Namensgebung sei ein schönes Zeichen im unfassbaren Leid
Es ist eine kurze wie bewegende Trauerfeier, die bewusst öffentlich gehalten ist. „Rabea soll nicht allein sein, wir sind bei ihr“, sagt der katholische Polizeipfarrer Rolf Hannig, der die Beisetzung zusammen mit seinem evangelischen Kollegen Dietrich Bredt-Dehnen gestaltet. Dass die Polizei dem Mädchen den Namen Rabea gegeben habe, sei ein schönes Zeichen mitten im unfassbaren Leid. „Mit diesem Namen bekommt sie ihre besondere Würde“, sagt Bredt-Dehnen. „Wir begegnen mitten in unserem Alltag dem abgrundtief Bösen.“ Der urmenschliche Instinkt, schutzloses, wehrloses Leben zu schützen, habe keine Bedeutung gehabt.
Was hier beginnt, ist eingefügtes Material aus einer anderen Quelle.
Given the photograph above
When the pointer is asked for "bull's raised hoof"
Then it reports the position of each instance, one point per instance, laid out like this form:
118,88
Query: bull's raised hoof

Darum geht es den Trauergästen an diesem Donnerstag: dem eigenen Entsetzen, der Betroffenheit Raum zu geben, und dem kleinen Mädchen ein wenig Würde zuteil werden zu lassen. Aber es geht auch um einen Aufruf: „Kinder brauchen unseren besonderen Schutz“, sagt Polizeipfarrer Dietrich Bret-Dehnen. „Wir dürfen nicht wegsehen, wenn Kindern Gewalt angetan wird.“
Es ist eine weltoffene Trauerfeier ohne Gebet oder christliches Liedgut. Bei Eric Claptons „Tears in Heaven“ haben viele in der Totenhalle Tränen in den Augen, und zu Leonard Cohens „Hallelujah“ setzt sich der Trauerzug von der Totenhalle in Bewegung zum Sternenfeld auf dem Hauptfriedhof. Dort sind Kinder beigesetzt, die tot zur Welt gekommen sind. Oder die nur wenige Stunden gelebt haben. Dort wird der kleine Sarg an rosafarbenen Bändchen um 12.54 Uhr ins Grab gelassen. Trauergäste legen Blumen und Kuscheltiere nieder, auch der Teddy in Polizeiuniform sitzt neben dem Grab. „Es ist rührend zu sehen, wie viele Menschen kommen und dass die Nachbarschaft sich mit Rabea identifiziert“, sagt Oberbürgermeister Felix Heinrichs nach dem Ende der Zeremonie. „Jetzt bleibt die Hoffnung, dass irgendwer etwas gesehen oder bemerkt hat und es der Polizei meldet.“
Seit dem 28. März suchen die Ermittler nach den Eltern des kleinen Mädchens. Ihre wichtigste bekannte Spur ist die Kunststofftasche, in der der Säugling in den Mülleimer abgelegt worden ist und mit der vorher im nur wenige Hundert Meter entfernten Kaufland eingekauft worden war. Eine Kunststofftasche im Müll, darauf ruht die Hoffnung der Ermittler. Baby Rabea hat damit jetzt nichts mehr zu tun. Das Mädchen ruht in einem kleinen Sarg in einem Grab auf dem Sternenfeld.